The second legend relates that Obiri Yeboa sent his nephew to the Denkyera court for training but, as a result of a love affair with the sister of the Denkyerahene (ruler of Denkyera) he was obliged to flee to Akwamu, a state that was then located to the north of Accra. There his character, and his good manners and looks, won him the friendship of Ansa Sasraku II, the Akwamuhene (ruler of Akwamu). It was in Akwamu, too, that he met and became friendly with Okomfo Anokye, who later became his adviser and associate. On his uncle’s death, Osei Tutu was summoned to occupy the vacant stool of Kwaman, and Okomfo Anokye accompanied him. Some accounts state that the Akwamuhene provided him with an armed escort.
In Asante he made use of the experience he had gained in political and military organisation while in Akwamu and Denkyera to weld the loose Asante kinship groups into a nation. To make the Asante union last, Osei Tutu, with the help of Okomfo Anokye, provided the new nation with a capital city —Kwaman, renamed Kumase; a common festival—Odwira (the yam festival); a common stool, the Golden Stool; and a flexible constitution. (For a description of the introduction of the Golden Stool, see article OKOMFO ANOKYE).
He convinced his brothers of the Oyoko clan—the chiefs of Dwaben to the north of Kumase, Kokofu and Bekwai to the south and Nsuta to the northwest—to form a political union under his leadership. The chief of Mampon to the west, who belonged to the Bretuo clan, was accepted into the union as the second most important person in Asante.

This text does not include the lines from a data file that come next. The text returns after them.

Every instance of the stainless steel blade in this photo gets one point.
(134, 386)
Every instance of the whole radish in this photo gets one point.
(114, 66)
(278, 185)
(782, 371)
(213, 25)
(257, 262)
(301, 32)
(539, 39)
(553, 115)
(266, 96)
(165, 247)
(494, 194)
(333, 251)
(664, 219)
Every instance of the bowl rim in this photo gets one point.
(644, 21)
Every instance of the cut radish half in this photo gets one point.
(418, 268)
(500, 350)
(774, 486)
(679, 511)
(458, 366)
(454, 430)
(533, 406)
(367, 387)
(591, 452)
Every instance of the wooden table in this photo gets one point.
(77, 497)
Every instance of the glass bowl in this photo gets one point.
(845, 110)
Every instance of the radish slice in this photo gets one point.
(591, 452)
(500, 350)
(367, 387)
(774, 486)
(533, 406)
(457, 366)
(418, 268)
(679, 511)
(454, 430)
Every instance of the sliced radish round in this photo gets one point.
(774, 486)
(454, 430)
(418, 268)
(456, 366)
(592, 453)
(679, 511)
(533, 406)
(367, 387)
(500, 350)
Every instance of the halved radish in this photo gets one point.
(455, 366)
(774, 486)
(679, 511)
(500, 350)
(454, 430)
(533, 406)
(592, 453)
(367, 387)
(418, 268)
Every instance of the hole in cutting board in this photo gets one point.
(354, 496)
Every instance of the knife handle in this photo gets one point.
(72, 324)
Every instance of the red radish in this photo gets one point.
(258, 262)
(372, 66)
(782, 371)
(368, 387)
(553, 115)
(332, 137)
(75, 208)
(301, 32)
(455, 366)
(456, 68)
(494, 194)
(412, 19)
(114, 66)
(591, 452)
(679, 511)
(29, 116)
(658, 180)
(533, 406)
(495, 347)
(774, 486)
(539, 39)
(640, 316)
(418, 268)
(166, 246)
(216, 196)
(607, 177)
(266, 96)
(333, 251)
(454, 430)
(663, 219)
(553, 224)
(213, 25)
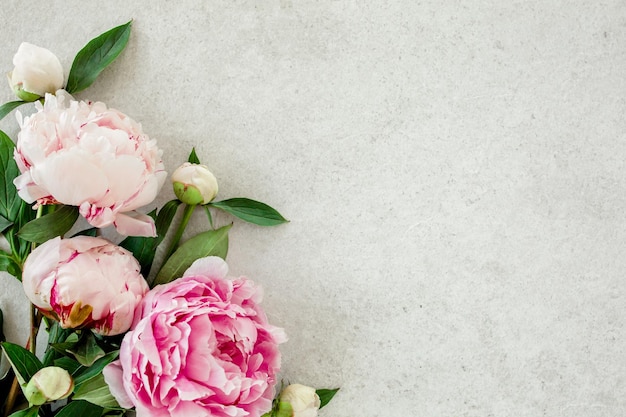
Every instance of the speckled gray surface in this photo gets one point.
(453, 173)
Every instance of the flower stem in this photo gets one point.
(181, 229)
(35, 320)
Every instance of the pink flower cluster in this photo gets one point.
(85, 282)
(87, 155)
(199, 346)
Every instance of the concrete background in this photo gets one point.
(453, 172)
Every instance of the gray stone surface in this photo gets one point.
(453, 173)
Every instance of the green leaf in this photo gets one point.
(24, 363)
(284, 409)
(96, 368)
(9, 200)
(251, 211)
(28, 412)
(69, 364)
(193, 157)
(7, 108)
(209, 216)
(92, 232)
(80, 408)
(21, 248)
(96, 56)
(96, 391)
(2, 338)
(87, 351)
(4, 224)
(326, 395)
(144, 248)
(8, 264)
(50, 226)
(164, 219)
(209, 243)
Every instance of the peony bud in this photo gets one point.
(304, 400)
(194, 184)
(49, 384)
(37, 72)
(85, 282)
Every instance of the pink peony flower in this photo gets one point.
(199, 346)
(86, 155)
(85, 282)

When the king could not go to war in person, it was he who took command of the Asante armies, and he occupied the Silver Stool, as the Asantehene (ruler of Asante) held the Golden Stool.
Osei Tutu also strengthened his policy of centralisation of power by creating “service” stools. Among these were stools reserved for the sanaahene (treasurer), adwenfohene (head of the gold and silver smiths), and Asoka or batahene (head of traders). These stools were given to members of the Asantehene’s bodyguard for faithful and meritorious service.

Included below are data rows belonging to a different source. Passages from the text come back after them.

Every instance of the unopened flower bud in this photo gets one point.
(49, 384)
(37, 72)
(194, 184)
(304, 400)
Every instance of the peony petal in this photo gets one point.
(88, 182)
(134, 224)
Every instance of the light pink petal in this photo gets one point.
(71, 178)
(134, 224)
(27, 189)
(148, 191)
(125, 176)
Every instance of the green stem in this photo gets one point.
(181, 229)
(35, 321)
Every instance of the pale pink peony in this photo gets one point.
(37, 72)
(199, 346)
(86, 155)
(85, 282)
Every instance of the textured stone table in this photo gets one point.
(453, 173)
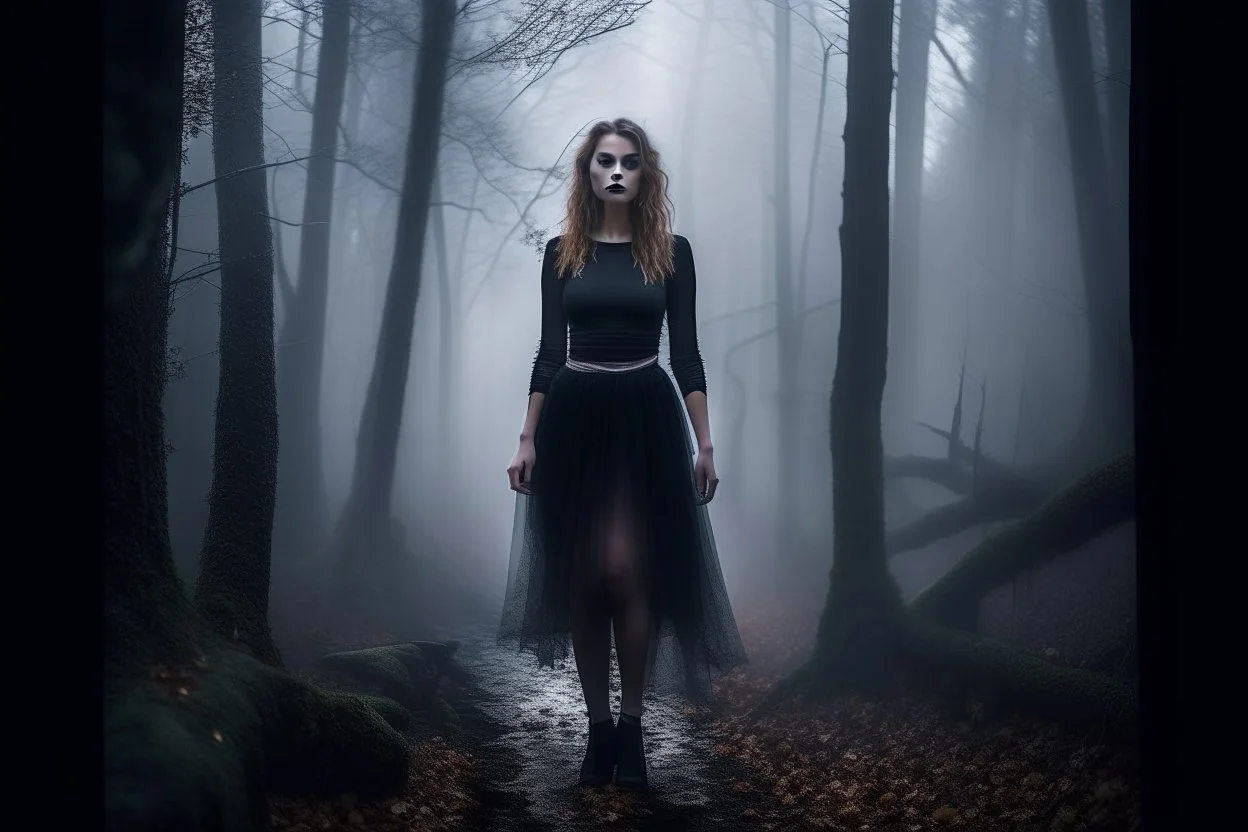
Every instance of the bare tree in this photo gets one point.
(301, 492)
(916, 29)
(176, 694)
(232, 586)
(366, 535)
(865, 631)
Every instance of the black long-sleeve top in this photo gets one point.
(612, 314)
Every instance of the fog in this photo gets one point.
(1002, 295)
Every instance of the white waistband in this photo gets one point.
(610, 367)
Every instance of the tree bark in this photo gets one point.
(366, 519)
(194, 730)
(1093, 504)
(1107, 422)
(232, 588)
(301, 493)
(786, 326)
(917, 26)
(142, 116)
(864, 604)
(446, 337)
(140, 170)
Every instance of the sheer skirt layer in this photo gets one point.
(605, 442)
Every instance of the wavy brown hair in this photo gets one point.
(653, 242)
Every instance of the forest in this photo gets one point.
(322, 236)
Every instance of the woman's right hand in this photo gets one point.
(521, 470)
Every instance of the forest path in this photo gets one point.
(527, 727)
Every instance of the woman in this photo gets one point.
(612, 533)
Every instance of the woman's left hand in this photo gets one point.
(705, 480)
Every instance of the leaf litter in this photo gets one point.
(905, 764)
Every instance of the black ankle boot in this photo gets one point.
(630, 770)
(599, 762)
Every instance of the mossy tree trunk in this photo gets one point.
(1107, 423)
(864, 604)
(367, 543)
(232, 588)
(195, 730)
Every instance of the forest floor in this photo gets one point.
(909, 764)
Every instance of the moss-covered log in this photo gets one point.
(406, 672)
(1021, 679)
(1097, 502)
(199, 746)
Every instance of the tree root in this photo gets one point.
(200, 747)
(1022, 679)
(1097, 502)
(794, 685)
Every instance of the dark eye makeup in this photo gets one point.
(629, 162)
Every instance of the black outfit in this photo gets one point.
(605, 437)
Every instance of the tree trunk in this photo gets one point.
(786, 333)
(864, 604)
(366, 544)
(139, 171)
(446, 338)
(141, 589)
(232, 588)
(917, 26)
(302, 500)
(195, 731)
(301, 50)
(1107, 422)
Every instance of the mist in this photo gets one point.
(1009, 354)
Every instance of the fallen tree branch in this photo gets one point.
(1097, 502)
(939, 470)
(997, 503)
(1020, 677)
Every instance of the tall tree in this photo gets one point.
(1107, 420)
(689, 122)
(301, 493)
(142, 117)
(232, 588)
(917, 26)
(864, 604)
(365, 540)
(195, 731)
(786, 323)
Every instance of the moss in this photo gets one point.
(397, 716)
(196, 747)
(1095, 503)
(406, 672)
(1021, 677)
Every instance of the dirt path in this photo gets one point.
(527, 729)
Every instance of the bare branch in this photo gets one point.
(954, 66)
(241, 171)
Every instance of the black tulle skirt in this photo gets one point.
(610, 439)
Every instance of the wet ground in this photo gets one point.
(528, 727)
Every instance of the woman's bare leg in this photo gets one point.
(592, 640)
(630, 609)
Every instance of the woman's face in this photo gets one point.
(615, 170)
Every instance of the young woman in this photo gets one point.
(612, 533)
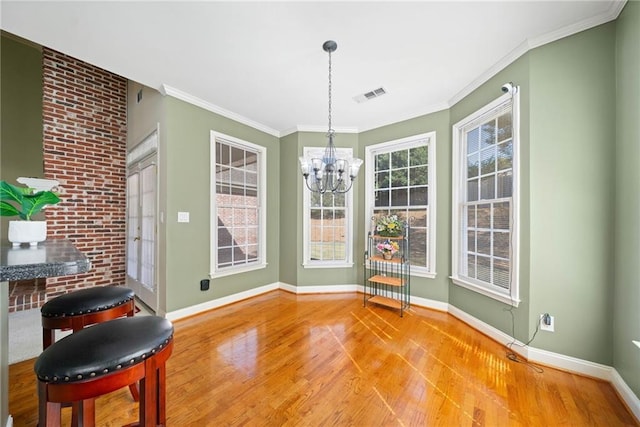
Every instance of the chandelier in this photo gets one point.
(329, 173)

Osei Tutu was never an autocrat. In addition to Okomfo Anokye, his principal advisers were the amanhene (paramount chiefs) and the asafohene (military captains) of Kumase. He regarded himself as first among equals in his dealings with the amanhene, who owed him certain obligations but also had certain rights. For example, they owed their lands outright and did not hold them as gifts from the Asantehene.

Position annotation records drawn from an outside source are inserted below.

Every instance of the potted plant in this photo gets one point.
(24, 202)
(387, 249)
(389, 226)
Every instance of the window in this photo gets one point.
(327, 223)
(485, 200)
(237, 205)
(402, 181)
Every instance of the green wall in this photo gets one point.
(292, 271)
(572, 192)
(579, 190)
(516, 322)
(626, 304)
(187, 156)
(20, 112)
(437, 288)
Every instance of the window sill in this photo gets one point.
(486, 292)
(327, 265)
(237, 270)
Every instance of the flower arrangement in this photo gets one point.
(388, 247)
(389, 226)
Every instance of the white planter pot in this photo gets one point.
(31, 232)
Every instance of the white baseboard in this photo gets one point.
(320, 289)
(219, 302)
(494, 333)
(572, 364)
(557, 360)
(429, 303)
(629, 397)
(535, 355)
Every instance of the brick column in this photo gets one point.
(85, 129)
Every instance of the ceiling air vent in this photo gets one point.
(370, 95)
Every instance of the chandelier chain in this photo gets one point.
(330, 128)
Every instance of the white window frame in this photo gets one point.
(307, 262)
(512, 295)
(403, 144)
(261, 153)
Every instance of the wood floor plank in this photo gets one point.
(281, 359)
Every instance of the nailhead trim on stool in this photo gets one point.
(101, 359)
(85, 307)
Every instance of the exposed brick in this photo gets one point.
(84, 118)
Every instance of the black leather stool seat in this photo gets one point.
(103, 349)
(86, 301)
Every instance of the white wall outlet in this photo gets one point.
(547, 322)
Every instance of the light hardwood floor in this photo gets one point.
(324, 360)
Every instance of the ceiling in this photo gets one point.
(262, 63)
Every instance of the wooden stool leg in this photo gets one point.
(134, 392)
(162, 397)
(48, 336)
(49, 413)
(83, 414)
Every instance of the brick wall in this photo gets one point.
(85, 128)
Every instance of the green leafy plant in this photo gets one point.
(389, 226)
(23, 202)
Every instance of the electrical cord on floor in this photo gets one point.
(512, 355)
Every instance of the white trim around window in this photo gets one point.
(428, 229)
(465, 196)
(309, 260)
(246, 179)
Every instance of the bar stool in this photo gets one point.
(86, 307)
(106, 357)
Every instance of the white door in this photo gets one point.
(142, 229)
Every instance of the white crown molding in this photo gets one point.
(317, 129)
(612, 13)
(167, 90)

The Asante union was primarily a military one. Osei Tutu divided Asante into six military divisions – the Adonten, Nifa, Benkum, Kronti/Akwamu, Gyaase/Oyoko and Kyidom. After the establishment of the union, he used the reorganised army to defeat small clan states such as Kaase, Tafo, Amakom and Domaa all in the Kumase area. Later, in about 1698, he launched a four-year campaign against the Denkyera, the chief rivals of the Asante, defeating them first at a battle of Feyiase, in 1701, and then finally defeating them at a battle on the Ofin River in the same year. Among the spoils of victory was the Note for Elmina castle. Henceforth the rent for Elmina was due to the Asante – a development that for the first time made Asante a power in coastal trade and politics. Osei’s army also subjugated the Twifo to the south, the Sehwi to the west and the Aowin to the southwest.
In 1717 the Akyem Kotoku to the southwest became insubordinate and Osei Tutu launched a campaign against them. But the advancing Asante army was ambushed as it crossed the Pra River. Firing broke out as Osei Tutu’s hammock was being carried across. He was hit by two bullets, the second of which killed him, and his body was washed away, never to be recovered. His escort numbering 200-300 men was killed to the last man, while the remainder of the Asante army retreated to Kumase.
Osei Tutu did not merely launch Asante on a policy expansion and consolidation but set the pattern for its form of government and leadership. As the first Asantehene, he tripled the area of Asante, transforming it from a confederation into a union, linking it for the first time with the coastal trade and directing it along a path that was to make it the most famous of the West African forest kingdoms.